Iedereen dacht dat ik achterlijk geworden was. Voor het eerste concert in Ahoy had ik slaande ruzie met mijn platenmaatschappij; die wisten zeker dat ik een soort artistieke zelfmoord aan het beramen was. 

Wat ik belachelijk vond, is dat elke zichzelf respecterend land grote artiesten heeft die optreden in grote zalen. Alleen bij ons bestond het niet.

Alleen bij Ahoy vonden ze het een goed idee. Vooral mijn aanpak beviel ze wel: ik noemde het ook meteen Gala of the Year. 

Ik belde de directeuren zelf voor de sponsorpakketten. Dat schept een band, want dan zien ze je niet alleen als liedjeszanger, maar zien ze ook de ondernemer in je.

Ik werd een pr-man bij uitstek.

Ik heb de Graceland Award gekregen. Ik ben “one of the King’s men”. Wie maakt dat mee?
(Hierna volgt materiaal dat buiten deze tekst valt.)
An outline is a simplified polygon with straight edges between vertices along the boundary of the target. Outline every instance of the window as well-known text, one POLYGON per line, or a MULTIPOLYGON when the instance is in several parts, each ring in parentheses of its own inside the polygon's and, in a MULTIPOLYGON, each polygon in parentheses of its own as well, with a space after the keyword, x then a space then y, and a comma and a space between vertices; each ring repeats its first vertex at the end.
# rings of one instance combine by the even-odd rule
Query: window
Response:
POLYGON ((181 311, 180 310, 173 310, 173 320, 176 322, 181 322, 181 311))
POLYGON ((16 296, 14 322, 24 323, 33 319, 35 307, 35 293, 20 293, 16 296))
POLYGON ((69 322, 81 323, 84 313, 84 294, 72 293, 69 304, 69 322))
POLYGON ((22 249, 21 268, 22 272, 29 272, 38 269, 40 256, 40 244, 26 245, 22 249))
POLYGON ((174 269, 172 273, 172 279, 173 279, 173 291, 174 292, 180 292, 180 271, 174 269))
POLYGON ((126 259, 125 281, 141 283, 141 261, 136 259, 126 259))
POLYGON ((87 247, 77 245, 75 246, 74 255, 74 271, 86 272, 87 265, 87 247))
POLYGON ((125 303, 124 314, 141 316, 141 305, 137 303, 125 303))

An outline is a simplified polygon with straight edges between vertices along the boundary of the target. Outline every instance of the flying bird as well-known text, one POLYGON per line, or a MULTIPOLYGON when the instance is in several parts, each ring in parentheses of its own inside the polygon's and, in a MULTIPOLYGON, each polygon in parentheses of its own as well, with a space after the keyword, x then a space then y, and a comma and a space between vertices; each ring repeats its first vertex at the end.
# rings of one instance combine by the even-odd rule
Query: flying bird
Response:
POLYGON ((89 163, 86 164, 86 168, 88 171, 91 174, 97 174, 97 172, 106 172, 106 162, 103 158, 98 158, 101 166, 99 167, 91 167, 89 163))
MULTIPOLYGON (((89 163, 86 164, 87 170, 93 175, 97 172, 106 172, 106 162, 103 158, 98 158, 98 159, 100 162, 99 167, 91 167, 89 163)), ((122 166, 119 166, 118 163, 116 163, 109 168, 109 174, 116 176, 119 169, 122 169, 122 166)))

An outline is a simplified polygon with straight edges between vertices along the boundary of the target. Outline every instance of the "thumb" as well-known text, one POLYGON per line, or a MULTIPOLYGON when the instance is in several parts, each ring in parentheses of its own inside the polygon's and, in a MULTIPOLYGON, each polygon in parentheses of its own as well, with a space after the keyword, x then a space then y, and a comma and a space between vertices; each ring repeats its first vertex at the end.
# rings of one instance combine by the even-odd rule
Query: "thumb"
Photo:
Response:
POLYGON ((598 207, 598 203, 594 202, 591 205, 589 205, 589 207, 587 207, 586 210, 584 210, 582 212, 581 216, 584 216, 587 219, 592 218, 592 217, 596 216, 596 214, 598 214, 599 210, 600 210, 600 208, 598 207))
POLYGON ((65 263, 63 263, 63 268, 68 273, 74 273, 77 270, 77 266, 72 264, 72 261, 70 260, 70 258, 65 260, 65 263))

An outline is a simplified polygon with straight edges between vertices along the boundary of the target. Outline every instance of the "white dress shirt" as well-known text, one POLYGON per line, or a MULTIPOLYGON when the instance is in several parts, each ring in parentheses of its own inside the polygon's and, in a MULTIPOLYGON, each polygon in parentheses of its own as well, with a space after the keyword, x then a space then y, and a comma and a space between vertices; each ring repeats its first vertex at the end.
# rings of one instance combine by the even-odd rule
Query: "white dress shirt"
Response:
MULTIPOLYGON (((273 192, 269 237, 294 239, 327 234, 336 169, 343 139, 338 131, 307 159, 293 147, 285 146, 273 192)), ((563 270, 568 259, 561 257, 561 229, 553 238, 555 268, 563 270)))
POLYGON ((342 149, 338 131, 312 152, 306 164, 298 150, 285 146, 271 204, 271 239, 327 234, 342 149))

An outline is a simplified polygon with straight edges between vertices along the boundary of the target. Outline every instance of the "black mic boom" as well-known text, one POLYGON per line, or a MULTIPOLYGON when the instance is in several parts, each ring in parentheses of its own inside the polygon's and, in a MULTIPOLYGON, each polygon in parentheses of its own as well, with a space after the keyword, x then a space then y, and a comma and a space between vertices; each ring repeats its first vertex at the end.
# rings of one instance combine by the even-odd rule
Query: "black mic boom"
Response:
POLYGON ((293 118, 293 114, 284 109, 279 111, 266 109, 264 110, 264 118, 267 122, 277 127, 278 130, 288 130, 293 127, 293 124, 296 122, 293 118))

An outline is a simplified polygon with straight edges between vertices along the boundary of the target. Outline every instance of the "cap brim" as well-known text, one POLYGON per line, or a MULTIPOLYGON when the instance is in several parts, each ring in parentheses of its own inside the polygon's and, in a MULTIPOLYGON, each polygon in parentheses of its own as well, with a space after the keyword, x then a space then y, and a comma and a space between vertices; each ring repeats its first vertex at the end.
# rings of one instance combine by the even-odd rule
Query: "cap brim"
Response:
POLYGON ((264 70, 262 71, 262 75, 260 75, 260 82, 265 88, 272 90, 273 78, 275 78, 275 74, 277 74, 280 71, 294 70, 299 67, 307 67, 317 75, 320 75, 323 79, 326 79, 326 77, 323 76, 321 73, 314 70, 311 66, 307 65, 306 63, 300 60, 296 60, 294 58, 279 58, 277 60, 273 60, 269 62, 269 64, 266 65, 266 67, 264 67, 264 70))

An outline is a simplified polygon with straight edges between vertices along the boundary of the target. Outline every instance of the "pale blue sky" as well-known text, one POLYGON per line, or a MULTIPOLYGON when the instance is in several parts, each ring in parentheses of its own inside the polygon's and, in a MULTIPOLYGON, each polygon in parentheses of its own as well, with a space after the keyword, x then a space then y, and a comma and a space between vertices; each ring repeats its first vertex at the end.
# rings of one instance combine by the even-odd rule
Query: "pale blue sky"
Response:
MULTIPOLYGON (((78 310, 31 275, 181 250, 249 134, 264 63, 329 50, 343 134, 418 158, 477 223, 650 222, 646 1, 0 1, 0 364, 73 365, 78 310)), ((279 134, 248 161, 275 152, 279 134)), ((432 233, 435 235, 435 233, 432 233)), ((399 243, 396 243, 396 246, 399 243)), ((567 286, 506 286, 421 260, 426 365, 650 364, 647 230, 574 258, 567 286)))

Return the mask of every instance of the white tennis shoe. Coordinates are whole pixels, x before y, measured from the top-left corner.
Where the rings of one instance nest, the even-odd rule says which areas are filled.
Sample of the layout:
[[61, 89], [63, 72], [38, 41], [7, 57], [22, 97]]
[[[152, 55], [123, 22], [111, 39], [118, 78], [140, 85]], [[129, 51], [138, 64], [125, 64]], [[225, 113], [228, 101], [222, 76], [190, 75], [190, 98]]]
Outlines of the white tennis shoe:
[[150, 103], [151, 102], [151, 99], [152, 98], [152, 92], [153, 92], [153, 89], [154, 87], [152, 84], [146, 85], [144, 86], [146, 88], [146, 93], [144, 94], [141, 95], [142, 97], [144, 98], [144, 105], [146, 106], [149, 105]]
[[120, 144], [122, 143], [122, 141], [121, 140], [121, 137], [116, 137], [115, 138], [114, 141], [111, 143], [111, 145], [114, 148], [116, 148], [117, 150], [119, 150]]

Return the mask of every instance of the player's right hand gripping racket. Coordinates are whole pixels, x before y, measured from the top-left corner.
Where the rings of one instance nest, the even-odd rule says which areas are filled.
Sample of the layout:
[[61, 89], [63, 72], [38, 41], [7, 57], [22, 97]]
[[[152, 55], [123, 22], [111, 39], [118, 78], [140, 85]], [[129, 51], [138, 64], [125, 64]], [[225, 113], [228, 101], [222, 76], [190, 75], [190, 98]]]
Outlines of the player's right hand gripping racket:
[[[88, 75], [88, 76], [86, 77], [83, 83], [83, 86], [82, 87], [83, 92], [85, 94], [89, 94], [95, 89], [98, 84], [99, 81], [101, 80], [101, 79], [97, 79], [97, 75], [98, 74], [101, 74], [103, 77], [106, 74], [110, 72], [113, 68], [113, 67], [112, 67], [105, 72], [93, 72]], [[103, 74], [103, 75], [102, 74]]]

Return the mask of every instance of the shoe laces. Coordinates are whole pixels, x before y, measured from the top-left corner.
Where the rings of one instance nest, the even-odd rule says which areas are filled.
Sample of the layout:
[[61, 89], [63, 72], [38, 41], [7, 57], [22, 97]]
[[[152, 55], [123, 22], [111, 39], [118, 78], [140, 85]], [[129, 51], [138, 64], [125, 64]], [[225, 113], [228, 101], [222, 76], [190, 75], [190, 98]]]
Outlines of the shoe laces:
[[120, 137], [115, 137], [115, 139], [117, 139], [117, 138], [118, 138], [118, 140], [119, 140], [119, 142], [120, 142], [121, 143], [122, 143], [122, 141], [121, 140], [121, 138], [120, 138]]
Gewoon omdat ik altijd op een positieve manier mijn jeugdheld uitgedragen heb. En geen lookalike van hem geworden ben, niet in zo’n jumpsuit optredens heb staan doen.

American Trilogy was het hoogtepunt, van 1984 tot 2011. Er stonden twee kanonnen op de bühne en met een klap kwamen er vijftig duiven naar beneden uit de nok van het dank. Dan stond ik daar met van die grote dikke kippenvellen. Glory, glory, hallelujah.

De kortste weg van A naar B is een rechte lijn.

Willem Duys was mijn ontdekker, in 1975. Toen ik optrad in Voor de vuist weg hebben zeven miljoen mensen me gezien. Kom daar nog eens om, tegenwoordig. Ik was op slag wereldberoemd en dat is nooit meer overgegaan.

Ik was onderhoudsmonteur in de haven. Willem dacht – hij had een foto gezien – dat ik kraanmachinist was. Ik was bovenin iets aan het repareren. Achteraf was ik alleen maar blij, want dat sprak veel meer tot de verbeelding.

Ik lees geen noot muziek, helemaal niks. Het zit gewoon in mijn genen.’